With a suitable choice of origin and coordinate axis, we can parametrize the 3-D torus as
$$[-\pi,\pi] \times [-\pi,\pi] \ni (\theta,\phi)
\quad\mapsto\quad ((a+b\cos\theta)\cos\phi, (a+b\cos\theta)\sin\phi, b\sin\theta) \in \mathbb{R}^3$$
In this parametrization, the metric is given by
$$b^2 d\theta^2 + (a+b\cos\theta)^2d\phi^2$$
It is clear the lines for fixed $\theta$ and $\phi$ are orthogonal to each.
For the rhumb line to make a constant angle $\alpha \ne 0$ with the meridian circles (i.e the lines for fixed $\phi$), one can read off from above metric following condition for the rhumb line.
$$\frac{b d\theta}{(a + b\cos\phi) d\phi} = \cot\alpha\tag{*1}$$
When one walks along a rhumb line and complete one cycle in the $\theta$ direction. The change in $\phi$ will be equal to
$$\Delta\phi_{1\text{cycle}} = \tan\alpha\int_{-\pi}^\pi \frac{b d\theta}{a + b\cos\theta}
= 2\pi\left(\frac{b \tan\alpha}{\sqrt{a^2-b^2}}\right)
$$
If $\displaystyle\;\frac{b\tan\alpha}{\sqrt{a^2-b^2}} = \frac{m}{n}\;$ is rational, then after one walks along a rhumb line and complete $n$ cycle in the $\theta$ direction, the total change in $\phi$ will be $2\pi m$ and the rhumb line meet itself. 
In short, the other rhumb lines are given by those angles $\alpha$ where
$\displaystyle\;\frac{b\tan\alpha}{\sqrt{a^2-b^2}}\;$ is rational.
If you want the actual equations for the rhumb lines, you can treat the condition $(*1)$ as an ODE and integrate it with change of variable $x = \tan\frac{\theta}{2}$. The resulting curve is not only $C^1$ but smooth (when $a > b > 0$).
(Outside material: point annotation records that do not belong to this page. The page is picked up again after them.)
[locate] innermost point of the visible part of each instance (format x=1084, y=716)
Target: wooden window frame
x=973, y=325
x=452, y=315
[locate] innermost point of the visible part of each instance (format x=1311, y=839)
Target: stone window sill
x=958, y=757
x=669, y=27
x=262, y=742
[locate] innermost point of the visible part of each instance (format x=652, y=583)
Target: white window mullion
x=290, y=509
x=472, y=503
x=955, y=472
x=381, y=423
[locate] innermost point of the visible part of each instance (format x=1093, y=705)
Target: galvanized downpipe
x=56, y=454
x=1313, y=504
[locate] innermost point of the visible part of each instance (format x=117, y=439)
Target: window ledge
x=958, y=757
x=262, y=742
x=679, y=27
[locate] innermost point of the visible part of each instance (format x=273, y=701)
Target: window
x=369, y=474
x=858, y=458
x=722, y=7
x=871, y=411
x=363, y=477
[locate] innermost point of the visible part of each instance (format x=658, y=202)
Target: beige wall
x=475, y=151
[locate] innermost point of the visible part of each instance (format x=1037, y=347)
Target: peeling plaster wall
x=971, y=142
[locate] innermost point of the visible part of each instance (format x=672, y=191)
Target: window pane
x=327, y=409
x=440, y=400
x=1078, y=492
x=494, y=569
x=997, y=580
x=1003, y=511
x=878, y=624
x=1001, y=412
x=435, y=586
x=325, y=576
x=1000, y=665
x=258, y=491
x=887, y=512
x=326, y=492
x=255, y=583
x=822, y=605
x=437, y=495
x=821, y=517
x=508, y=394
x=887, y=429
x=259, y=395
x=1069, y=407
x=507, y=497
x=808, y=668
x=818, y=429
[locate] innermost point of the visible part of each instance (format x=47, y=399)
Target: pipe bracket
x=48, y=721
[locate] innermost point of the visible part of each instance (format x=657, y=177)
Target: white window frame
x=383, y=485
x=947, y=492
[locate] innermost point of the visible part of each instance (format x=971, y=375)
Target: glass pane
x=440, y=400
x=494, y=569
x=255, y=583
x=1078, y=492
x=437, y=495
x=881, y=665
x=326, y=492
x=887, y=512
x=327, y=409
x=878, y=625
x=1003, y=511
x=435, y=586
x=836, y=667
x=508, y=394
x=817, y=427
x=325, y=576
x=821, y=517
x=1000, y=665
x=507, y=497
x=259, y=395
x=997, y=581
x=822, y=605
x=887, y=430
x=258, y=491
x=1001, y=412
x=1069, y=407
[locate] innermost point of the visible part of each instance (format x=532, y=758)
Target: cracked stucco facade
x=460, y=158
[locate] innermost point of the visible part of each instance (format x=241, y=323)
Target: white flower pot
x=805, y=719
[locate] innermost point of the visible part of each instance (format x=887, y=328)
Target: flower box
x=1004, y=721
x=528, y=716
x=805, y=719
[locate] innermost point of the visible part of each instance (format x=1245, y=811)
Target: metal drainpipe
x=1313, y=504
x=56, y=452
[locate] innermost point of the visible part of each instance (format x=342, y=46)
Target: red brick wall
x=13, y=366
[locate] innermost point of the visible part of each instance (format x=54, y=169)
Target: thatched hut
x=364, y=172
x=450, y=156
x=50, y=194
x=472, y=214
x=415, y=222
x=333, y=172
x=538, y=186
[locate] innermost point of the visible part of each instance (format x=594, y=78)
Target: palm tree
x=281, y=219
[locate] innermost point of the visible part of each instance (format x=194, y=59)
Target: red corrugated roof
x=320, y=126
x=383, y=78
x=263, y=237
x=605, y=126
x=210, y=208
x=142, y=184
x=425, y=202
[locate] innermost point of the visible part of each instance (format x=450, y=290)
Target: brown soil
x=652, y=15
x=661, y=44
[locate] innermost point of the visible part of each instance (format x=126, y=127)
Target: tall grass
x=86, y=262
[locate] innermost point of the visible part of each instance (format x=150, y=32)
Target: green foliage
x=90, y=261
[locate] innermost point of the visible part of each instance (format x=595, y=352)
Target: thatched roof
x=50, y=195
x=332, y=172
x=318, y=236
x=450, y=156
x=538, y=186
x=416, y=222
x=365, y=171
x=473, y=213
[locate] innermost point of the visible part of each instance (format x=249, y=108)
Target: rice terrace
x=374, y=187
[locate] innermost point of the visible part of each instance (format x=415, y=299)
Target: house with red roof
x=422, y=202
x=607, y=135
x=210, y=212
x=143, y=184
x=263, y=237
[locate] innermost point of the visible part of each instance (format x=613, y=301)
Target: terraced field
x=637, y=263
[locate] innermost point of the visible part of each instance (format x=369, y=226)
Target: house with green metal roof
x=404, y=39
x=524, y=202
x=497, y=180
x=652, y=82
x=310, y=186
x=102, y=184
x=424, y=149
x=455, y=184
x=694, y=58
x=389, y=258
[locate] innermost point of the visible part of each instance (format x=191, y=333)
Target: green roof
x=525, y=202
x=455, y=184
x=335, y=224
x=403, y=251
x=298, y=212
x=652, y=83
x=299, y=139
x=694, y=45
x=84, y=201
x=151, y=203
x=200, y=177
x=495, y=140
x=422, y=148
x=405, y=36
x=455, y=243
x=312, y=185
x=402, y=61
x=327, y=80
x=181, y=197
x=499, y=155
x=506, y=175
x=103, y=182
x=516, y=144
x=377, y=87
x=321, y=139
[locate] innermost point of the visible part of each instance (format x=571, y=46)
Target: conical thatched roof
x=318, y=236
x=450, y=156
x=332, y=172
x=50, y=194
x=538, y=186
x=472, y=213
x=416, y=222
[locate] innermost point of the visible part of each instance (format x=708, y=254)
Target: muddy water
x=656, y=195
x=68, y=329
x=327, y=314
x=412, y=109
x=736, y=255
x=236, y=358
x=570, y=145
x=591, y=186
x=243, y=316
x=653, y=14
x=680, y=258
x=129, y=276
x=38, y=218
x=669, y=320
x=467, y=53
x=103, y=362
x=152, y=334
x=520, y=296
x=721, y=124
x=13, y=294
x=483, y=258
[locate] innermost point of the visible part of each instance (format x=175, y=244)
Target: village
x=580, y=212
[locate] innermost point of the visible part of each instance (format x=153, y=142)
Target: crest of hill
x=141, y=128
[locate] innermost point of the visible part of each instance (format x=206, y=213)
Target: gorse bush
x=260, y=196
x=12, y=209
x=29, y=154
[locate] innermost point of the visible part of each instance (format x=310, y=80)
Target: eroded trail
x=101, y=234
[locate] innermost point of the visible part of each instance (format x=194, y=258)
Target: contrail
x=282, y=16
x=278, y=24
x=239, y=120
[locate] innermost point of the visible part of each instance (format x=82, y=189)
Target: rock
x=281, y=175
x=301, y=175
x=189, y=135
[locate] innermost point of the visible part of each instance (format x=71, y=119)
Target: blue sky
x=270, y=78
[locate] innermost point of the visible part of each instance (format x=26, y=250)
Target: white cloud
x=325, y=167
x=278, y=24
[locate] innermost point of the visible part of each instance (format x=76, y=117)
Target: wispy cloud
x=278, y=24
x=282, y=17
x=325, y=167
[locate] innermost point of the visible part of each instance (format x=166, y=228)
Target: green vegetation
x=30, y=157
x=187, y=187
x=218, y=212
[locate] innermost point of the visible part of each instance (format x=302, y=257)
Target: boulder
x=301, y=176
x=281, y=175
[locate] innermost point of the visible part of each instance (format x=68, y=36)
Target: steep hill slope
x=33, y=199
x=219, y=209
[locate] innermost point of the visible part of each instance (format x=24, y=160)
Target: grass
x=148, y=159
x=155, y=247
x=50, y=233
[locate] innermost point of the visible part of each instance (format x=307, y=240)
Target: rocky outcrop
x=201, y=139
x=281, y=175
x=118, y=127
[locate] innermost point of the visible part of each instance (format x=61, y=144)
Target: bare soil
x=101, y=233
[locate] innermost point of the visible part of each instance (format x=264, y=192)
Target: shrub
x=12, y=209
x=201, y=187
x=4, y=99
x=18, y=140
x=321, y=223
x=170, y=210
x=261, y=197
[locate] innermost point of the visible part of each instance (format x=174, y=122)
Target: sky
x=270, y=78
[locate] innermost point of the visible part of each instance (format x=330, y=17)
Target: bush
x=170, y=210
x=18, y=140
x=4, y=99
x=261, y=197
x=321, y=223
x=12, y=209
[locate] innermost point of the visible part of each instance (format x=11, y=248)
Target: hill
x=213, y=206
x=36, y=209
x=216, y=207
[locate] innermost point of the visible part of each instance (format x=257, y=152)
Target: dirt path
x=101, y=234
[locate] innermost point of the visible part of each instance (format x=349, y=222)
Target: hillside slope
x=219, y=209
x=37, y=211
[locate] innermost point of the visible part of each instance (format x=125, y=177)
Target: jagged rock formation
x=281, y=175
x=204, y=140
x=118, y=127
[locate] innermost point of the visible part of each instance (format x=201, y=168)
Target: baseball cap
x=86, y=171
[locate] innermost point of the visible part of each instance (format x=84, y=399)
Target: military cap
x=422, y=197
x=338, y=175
Furthermore, when $\displaystyle\;\frac{b\tan\alpha}{\sqrt{a^2-b^2}}\;$ is rational, the curve is periodic and smooth.
The actual computation is pretty simple and I'll leave that as an exercise.
A: You can measure the "longitude" of each point on the torus so that
for each $2\pi$ increase in longitude you return to the same meridian circle.
You can measure the "latitude" of each point on the torus so each
$2\pi$ increase in latitude along a meridian circle returns you to the same point,
and so that the points at a fixed latitude form a circle in a plane
perpendicular to the axis of rotation.
At any point along a rhumb line, you can compute the rate of change of
longitude per unit of change of latitude.
This quantity is a function of the latitude.
Now integrate the change in longitude over one full cycle of latitude
(such as from $-\pi$ to $\pi$).
If the change in longitude for a $2\pi$ change in latitude is a
rational multiple of $2\pi$, after a finite number of $2\pi$-long cycles
of latitude you will return to the same longitude.